Although this little oscope is no speed demon, it is surprisingly capable. When you unbox the unit, it's even smaller than the pictures suggest. The whole thing is the size of two Arduino Duemilanove boards side-by-side. I got the preassembled form, which comes with a pcb faceplate and backplate to protect the internals better. This is probably a good thing, since I noticed at least one hand-patched revision to the oscope's motherboard, and the kit form probably does not include written errata.
The probes are needle-tipped alligator clips, plugged in with a low-tech RCA jack. If left floating, you can see the signal stray by a few millivolts. If you touch both probes, you get a nice wavy 2Vpp biological signal. The unit has a tiny jumper wire you can clip that provides a test signal: a +5V square wave at 500Hz. They suggest you learn the functions with this test signal.
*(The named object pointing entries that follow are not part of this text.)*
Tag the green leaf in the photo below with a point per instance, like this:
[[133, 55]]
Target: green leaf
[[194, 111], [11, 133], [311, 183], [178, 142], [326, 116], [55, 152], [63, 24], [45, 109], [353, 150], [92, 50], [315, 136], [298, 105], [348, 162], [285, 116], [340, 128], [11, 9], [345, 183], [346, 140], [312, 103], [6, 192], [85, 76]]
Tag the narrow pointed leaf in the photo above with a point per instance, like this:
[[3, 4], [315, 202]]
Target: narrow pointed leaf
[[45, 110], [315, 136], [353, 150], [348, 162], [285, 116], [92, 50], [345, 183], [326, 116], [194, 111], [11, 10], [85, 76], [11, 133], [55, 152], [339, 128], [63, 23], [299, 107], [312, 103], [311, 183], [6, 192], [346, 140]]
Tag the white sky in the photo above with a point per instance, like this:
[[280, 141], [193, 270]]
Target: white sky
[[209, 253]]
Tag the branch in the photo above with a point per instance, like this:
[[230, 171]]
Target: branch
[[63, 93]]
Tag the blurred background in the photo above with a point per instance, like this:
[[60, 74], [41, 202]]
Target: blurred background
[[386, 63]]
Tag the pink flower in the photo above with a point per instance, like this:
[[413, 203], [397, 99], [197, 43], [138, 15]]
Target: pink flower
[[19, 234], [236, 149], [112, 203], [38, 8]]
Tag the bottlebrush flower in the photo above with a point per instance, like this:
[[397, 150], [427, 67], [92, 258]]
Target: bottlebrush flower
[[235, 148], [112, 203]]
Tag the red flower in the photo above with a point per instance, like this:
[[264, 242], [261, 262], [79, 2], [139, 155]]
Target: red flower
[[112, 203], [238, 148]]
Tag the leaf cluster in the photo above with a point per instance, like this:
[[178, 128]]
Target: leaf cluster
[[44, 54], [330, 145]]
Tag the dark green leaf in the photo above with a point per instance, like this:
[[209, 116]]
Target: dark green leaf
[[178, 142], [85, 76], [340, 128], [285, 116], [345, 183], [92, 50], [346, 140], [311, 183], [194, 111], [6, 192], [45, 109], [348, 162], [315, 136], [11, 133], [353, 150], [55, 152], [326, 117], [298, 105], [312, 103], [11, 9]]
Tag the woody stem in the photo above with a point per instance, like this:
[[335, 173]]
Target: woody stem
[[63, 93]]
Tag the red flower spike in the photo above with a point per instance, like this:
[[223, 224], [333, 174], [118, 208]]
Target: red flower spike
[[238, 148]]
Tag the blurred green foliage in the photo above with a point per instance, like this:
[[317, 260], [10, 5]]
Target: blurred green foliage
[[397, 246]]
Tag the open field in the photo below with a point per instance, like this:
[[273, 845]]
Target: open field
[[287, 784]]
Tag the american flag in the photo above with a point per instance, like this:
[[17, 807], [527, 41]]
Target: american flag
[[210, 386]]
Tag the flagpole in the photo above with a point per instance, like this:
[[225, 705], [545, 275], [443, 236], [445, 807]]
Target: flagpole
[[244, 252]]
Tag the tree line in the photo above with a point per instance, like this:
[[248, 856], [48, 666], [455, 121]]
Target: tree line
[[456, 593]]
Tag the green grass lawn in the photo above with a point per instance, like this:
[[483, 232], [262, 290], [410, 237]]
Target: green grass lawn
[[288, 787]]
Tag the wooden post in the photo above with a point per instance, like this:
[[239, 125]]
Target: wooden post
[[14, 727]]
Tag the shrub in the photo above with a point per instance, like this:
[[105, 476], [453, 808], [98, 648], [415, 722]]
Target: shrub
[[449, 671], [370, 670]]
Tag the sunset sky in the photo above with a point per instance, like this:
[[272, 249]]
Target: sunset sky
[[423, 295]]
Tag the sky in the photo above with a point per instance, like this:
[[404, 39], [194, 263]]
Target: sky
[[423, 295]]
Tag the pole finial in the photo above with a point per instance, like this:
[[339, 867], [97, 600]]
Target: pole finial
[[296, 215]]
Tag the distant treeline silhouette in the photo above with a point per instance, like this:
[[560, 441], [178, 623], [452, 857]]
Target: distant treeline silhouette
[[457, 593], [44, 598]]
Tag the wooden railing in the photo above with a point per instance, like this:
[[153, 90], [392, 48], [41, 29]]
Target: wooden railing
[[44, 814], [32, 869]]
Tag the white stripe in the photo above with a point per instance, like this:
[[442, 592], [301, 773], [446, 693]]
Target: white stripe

You can adjust the volts/div scale, the sec/div scale, and raise or lower the location of 0V in the view. This is a triggering storage scope, so there are three modes to display: free running (AUTO), refresh on every trigger (NORM), and freeze the display to show the first trigger (SING). The level required to trigger, and the direction of change required to trigger, are easy to adjust. For example, you can trigger on any downward change through +3V. The scope will show 256 samples in the vicinity of that trigger point. You can shift the view to focus on more of the time before or after the trigger moment.
The only real downside is that the display can only update at about 2~3 frames per second. I'm sure it's due to the LCD driver that they chose. If you hit OK, the screen will HOLD the current contents of the sample buffer (which is always newer than what you're seeing). If you're in NORM mode, this means you can freeze the screen to study a packet of data as it goes by, but due to the update lag you might expect you can see a signal of interest and hit OK to freeze it. You can't.
Oh, and a pleasant surprise: it seems to store your selection preferences in nonvolatile memory, so it starts up again with the same time and trigger settings you used last time.
With these features, it was pretty easy to study the i2c conversation between a Wii nunchuck and the Arduino. From the source code, I knew that the first byte of all command packets was a constant 0x52 so this should be an easy pattern of 1s and 0s to spot on the line.

There's also a frequency-counting mode which I have yet to try. It was hard enough tearing myself away from the fun i2c study that I was doing to take a photograph, but now I'm off to see what a PWM-to-audio waveform looks like.